# Circuito anti-pop para el efecto mute



## pablofunes90 (Jun 23, 2009)

hola foreros bueno les comento que estoy diseñando un circuito de audio cuya funcion es mutear por unos instantes una señal de audio de BAJA amplitud (milivolts), luego volverla a su volumen normal y nuevamente atenuar dicha señal y asi sucesivamente...
tengo un circuito astable con el que deseo activar y desactivar la señal por medio de un fet (2sk30)... 

el problema de este circuito es que mete muchisimos POPS (sonido molesto de golpe electrico con muchisimos armonicos)

queria saber si alguien conoce otra manera de mutear la señal sin estos pops, ya sea con algun operacional que incluya la funcion de "mute" u otra manera diferente de realizar el muteo con el fet...

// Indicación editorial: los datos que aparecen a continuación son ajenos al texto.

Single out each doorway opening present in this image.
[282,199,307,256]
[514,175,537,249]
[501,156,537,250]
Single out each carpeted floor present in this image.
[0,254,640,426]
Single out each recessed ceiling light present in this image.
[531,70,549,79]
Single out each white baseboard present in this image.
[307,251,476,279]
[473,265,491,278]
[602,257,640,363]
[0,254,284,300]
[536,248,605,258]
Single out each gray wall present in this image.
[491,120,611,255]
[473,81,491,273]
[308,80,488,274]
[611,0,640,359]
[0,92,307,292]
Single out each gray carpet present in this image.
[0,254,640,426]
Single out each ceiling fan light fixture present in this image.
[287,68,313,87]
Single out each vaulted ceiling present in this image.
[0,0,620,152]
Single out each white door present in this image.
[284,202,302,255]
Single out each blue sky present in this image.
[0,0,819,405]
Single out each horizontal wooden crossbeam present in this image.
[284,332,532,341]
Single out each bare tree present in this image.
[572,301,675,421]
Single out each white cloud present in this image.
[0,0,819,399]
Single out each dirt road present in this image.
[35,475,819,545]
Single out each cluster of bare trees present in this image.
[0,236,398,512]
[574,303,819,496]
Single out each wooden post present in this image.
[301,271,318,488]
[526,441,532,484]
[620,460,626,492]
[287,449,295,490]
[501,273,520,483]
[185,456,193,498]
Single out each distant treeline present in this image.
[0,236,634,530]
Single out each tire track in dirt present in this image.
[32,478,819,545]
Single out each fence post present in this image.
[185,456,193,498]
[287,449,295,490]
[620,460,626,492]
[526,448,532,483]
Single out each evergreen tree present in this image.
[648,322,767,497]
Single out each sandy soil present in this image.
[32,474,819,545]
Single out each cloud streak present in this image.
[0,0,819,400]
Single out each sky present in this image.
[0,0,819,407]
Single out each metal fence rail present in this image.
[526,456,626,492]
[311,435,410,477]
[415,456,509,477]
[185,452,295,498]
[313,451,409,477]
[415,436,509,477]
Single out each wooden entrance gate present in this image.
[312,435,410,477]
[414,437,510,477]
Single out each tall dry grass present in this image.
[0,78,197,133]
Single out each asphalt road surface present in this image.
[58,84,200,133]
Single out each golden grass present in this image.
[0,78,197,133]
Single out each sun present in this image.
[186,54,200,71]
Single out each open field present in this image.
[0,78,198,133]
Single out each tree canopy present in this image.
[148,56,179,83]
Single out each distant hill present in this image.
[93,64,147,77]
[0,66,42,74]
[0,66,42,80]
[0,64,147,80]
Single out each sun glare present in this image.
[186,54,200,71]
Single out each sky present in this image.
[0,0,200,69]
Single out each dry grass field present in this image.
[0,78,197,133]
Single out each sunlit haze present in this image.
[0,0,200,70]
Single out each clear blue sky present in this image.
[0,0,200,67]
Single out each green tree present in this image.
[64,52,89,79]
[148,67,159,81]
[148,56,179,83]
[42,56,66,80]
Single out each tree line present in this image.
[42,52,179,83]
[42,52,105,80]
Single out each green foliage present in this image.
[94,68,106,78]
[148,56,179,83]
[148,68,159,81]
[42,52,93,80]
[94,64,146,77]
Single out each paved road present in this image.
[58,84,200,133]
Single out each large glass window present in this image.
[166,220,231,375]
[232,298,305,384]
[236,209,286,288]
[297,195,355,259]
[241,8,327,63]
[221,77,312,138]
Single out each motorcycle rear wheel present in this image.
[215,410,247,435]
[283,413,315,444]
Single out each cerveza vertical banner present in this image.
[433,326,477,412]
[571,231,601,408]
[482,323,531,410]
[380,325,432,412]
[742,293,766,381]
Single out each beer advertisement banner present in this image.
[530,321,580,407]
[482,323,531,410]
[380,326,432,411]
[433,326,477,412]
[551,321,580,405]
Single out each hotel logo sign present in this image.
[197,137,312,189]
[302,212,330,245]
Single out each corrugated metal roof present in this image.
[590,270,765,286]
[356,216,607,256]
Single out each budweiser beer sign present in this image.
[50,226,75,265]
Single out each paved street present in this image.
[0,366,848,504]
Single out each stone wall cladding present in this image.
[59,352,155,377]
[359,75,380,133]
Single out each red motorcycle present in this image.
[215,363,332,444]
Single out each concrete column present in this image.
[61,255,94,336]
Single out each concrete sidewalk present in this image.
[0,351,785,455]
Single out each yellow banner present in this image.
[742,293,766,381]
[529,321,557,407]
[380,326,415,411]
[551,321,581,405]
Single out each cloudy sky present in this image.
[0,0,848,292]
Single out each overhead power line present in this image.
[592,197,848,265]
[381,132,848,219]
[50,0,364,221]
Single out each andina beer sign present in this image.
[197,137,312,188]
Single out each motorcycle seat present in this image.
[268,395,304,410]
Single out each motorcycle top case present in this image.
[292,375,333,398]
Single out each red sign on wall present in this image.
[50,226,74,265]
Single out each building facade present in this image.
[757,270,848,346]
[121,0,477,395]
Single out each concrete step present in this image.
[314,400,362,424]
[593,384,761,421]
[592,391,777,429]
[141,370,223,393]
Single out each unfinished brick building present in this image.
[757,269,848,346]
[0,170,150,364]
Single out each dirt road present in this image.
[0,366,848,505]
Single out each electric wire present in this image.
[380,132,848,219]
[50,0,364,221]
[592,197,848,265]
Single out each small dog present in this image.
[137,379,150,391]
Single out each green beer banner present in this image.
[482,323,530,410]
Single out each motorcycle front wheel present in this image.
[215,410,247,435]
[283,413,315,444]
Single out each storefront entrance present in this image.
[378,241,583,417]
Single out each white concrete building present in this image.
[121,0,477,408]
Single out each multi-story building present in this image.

probe con un ldr pero a la frecuencia que trabaja el circuito astable (2 Hz) tiene una respuesta muy lenta y yo necesito un corte mas abrupto de la señal...

desde ya muchas gracias!

atte. Pablo


----------



## algp (Jun 23, 2009)

El archivo adjunto contiene un archivo con extension .dsn. Que formato es ese? Lo mas recomendable es que pongas el diagrama en formato grafico simple ( gif o jpg por ejemplo ) de tal forma que no necesitemos instalar ningun programa para poder verlo.


----------



## pablofunes90 (Jun 24, 2009)

ahi subi un bmp para que se vea bien... si te surge alguna idea de como reemplazar el interruptor me seria de mucha ayuda..
gracias!


----------



## algp (Jun 25, 2009)

Supongo que en el lugar del switch va el jfet.

Te recomiendo experimentar algunos cambios, especialmente en lo que se refiere a la polarizacion del jfet y la señal de control para el jfet.

Mira el diagrama que puse en este post https://www.forosdeelectronica.com/f30/combinador-audio-mp3-gps-19552/#post151644
Una diferencia importante aparte de la señal de control, el hecho de que los pines S-D del jfet se encuentran no a 0V, sino a Vcc/2, lo que en el caso de tu diagrama seria el nodo que une R3 y R5. Entonces un lado del jfet podria ir conectado directamente a este punto, y el otro deberia tener una resistencia ( supongo que unos 330K podria estar bien ) a ese mismo punto. De esa forma nos aseguramos que ambos extremos del switch ( jfet ) tienen el mismo valor de tension DC.
Logicamente a la salida de audio hay que poner un condensador que permita desacoplar la DC.

En el mismo diagrama podras ver tambien una resistencia de 1M, condensador de 47nF, y un diodo para la señal de control.
Eso tambien es importante, y en caso de necesidad supongo que podrias aumentar un poco el valor del condensador de 47nF para lograr una conmutacion mas suave.

Mira tambien https://www.forosdeelectronica.com/...ctrica-incluyen-diagramas-pedales-boss-14233/. Ahi podras ver bastantes diagramas de pedales comerciales. Fijate en la forma que conmutan las señales de audio. Casi siempre es con jfets. Y podras comprobar que no diseñe mucho en el post indicado antes.

Estos dias no estoy en mi PC asi que no puedo dibujar nada...

Cuentanos si te sirve...


----------



## pablofunes90 (Jun 25, 2009)

muchas gracias algp, te cuento q hace un tiempito habia corregido lo de Vcc/2 en lugar de masa, pero de todas maneras estaba colocando mal el fet... 
este diagrama que me pasaste me aclara bastante el tema...
y el link que me pasaste con diagramas de pedales que hicieron fogonazo y dano te cuento que lo tengo en favoritos desde hace rato ya que esta muy bueno...
muchas gracias por la ayuda y en breve te cuento como me fue!


----------



## jorge morales (Jul 30, 2009)

aqui te dejo este diagrama espero que te ayude


----------